Short answer, no. Not blindly, anyway. I work in SEO day to day across a handful of client accounts, and I use AI tools constantly, but I've learned the hard way where they help and where they quietly lead you wrong.
Here's the thing about how these tools actually work. They're trained on huge amounts of existing content and patterns, so when you ask for keyword ideas or a technical audit, you're basically getting a very fast, very confident summary of what's already out there. That's genuinely useful for catching the obvious stuff. Broken canonical tags, missing alt text, thin content, duplicate meta descriptions, an AI audit tool will flag all of that in seconds, and it would take a person hours to manually crawl through the same thing.
Where it falls apart is anything that needs real judgment. AI doesn't know that your client operates under strict compliance rules and can't use certain clinical language on a service page. It doesn't know that a keyword with high search volume is completely wrong for your audience because your actual customers search in a totally different way than the "textbook" keyword suggests. I've had tools recommend keyword targets that technically have decent volume but would attract completely the wrong kind of visitor for the business, people who'd bounce immediately because the page doesn't match what they were actually looking for.
There's also a timing problem.

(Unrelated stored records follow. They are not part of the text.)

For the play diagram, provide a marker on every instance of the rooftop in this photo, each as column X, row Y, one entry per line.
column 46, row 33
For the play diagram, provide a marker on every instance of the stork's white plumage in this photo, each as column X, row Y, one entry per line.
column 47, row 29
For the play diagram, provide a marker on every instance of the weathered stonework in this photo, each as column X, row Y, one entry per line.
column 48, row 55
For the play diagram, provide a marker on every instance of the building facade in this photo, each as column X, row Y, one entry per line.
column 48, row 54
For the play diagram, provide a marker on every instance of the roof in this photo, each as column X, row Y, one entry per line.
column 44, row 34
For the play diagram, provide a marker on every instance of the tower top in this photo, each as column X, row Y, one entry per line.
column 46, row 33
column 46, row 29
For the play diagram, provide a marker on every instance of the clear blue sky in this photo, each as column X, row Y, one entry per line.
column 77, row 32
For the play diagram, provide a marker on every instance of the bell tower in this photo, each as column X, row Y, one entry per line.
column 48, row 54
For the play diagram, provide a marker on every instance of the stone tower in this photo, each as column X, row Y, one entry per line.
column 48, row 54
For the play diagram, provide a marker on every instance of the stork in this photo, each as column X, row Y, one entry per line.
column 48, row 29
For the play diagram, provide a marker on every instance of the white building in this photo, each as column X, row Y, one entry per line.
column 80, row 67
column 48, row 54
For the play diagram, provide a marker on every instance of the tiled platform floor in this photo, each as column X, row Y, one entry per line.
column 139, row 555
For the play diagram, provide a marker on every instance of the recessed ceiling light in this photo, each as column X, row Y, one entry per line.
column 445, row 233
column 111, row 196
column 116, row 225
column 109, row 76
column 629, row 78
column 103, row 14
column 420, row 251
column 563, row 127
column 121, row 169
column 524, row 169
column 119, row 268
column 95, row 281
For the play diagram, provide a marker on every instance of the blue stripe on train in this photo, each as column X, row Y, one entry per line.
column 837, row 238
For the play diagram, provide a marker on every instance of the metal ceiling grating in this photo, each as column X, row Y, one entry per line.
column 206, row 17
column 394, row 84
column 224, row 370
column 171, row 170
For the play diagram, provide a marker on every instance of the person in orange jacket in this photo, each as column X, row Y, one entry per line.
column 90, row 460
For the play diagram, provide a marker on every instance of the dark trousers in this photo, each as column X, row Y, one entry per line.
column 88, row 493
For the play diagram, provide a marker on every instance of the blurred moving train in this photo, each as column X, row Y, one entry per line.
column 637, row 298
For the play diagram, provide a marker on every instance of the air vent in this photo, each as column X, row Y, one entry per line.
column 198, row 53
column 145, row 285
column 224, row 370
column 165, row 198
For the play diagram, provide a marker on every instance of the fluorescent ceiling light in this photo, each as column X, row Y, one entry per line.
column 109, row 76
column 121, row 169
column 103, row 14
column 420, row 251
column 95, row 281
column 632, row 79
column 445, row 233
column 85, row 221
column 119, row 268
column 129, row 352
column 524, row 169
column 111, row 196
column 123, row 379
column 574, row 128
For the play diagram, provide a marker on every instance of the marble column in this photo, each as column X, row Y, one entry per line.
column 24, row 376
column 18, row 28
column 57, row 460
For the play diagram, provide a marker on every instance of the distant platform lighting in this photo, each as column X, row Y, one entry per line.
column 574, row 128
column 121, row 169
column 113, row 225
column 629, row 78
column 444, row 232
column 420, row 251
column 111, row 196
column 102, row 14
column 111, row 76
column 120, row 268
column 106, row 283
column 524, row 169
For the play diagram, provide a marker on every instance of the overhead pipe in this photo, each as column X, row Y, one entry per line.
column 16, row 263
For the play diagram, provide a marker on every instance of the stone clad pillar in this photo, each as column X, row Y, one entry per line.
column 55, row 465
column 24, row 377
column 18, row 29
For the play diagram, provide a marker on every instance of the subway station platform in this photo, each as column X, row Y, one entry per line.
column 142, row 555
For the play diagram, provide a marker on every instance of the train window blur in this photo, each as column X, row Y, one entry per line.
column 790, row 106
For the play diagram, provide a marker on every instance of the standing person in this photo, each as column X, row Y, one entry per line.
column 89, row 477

Search algorithms shift often, and a lot of AI tools are working off training data that isn't necessarily caught up with the latest update or the latest ranking behavior Google is rewarding right now. I've seen AI confidently suggest a strategy that would have worked great two years ago and just doesn't hold up today.
The other thing worth saying is that AI doesn't actually understand competition the way a person researching a niche does. It can tell you what your competitors are doing on the surface, but it can't tell you why one competitor is actually winning trust in that space, or what gap in the market nobody's filled yet. That kind of insight comes from actually sitting with the industry, talking to clients, reading reviews, understanding what real customers care about.
So my honest take is AI is a great starting point and a genuinely powerful time saver, but treating its output as final advice is where things go wrong. The businesses that get good results are the ones using AI to speed up the boring, repetitive parts of SEO, while still having someone who actually understands the business make the final call on strategy, tone, and what's worth prioritising.